Stefan Sagmeister
I quite enjoyed Sagmeister’s presentation on happiness…where else but a design conference would you find a talk on that topic?[1] Early in, he suggested that visualizing happiness with design is easy (photos of someone laughing or a smiley face will do it) but that creating design that provokes happiness in the viewer is something else entirely. He then shared three designs that have made him happy recently:
- Emma Gasson made a day-planner with room for 82 years, the current life expectancy of a British citizen. It looked to be about a foot thick.
- Omnivisu. Richard The and Willy Sengewald constructed a kiosk in Berlin with video cameras inside. When you look into the kiosk through the viewfinder (very much like peering into a pair of binoculars), the cameras record your eyes and beam the video to a nearby location where the images are projected onto a building which rather looks like it’s got a head. When you blink into the kiosk, the building’s head blinks also.

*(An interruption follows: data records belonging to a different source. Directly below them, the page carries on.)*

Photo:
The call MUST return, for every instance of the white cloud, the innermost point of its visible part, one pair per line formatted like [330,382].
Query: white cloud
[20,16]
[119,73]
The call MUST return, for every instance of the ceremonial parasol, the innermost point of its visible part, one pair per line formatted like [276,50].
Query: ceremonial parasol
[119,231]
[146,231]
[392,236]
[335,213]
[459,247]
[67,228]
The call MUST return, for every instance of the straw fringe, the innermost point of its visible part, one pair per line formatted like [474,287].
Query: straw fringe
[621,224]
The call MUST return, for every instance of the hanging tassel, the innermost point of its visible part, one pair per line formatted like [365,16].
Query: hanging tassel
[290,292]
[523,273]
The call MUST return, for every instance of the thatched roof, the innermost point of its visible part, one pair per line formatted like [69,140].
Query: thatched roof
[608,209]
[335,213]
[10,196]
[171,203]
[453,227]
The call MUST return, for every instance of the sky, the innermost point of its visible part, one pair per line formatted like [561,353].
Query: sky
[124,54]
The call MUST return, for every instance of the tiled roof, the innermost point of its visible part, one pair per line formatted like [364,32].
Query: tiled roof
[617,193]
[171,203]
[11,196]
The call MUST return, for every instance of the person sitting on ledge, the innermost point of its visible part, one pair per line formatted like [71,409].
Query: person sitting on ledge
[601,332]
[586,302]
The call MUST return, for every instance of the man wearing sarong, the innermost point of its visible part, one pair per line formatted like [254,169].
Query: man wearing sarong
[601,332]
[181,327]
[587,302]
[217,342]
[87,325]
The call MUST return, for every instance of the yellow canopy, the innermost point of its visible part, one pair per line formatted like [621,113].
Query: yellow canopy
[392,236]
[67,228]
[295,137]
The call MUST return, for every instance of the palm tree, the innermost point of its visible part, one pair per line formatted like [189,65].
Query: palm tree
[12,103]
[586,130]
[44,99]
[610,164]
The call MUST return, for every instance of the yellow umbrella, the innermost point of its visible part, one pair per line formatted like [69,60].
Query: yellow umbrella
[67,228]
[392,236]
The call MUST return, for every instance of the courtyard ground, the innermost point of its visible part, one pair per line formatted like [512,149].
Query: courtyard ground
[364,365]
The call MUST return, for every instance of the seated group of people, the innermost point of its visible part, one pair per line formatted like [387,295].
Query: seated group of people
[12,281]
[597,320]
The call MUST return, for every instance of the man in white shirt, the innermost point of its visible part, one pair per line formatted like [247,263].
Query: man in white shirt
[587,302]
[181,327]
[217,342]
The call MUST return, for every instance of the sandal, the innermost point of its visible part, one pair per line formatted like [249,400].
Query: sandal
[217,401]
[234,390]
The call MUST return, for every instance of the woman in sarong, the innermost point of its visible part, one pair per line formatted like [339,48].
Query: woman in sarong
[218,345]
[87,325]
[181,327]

- Ji Lee pastes empty speech bubbles over advertisements on the streets of Manhattan, people often fill them in, and Lee returns to photograph the results.
Sagmeister wrapped up his talk with a list of things he has learned and how he’s used that list in a recent series of projects:
- “everything i do always comes back to me”
- “trying to look good limits my life”
- “everybody thinks they are right”
- “money does not make me happy”
- “thinking life will be better in the future is stupid. i have to live now”
- “complaining is silly. act or forget.”
- “having guts always works out for me”
“Complaining is silly…” is my favorite, both as advice and his implementation of the design. A few of these are in this video shot by Hillman Curtis.
[1] Ok, maybe at a clown conference, but still.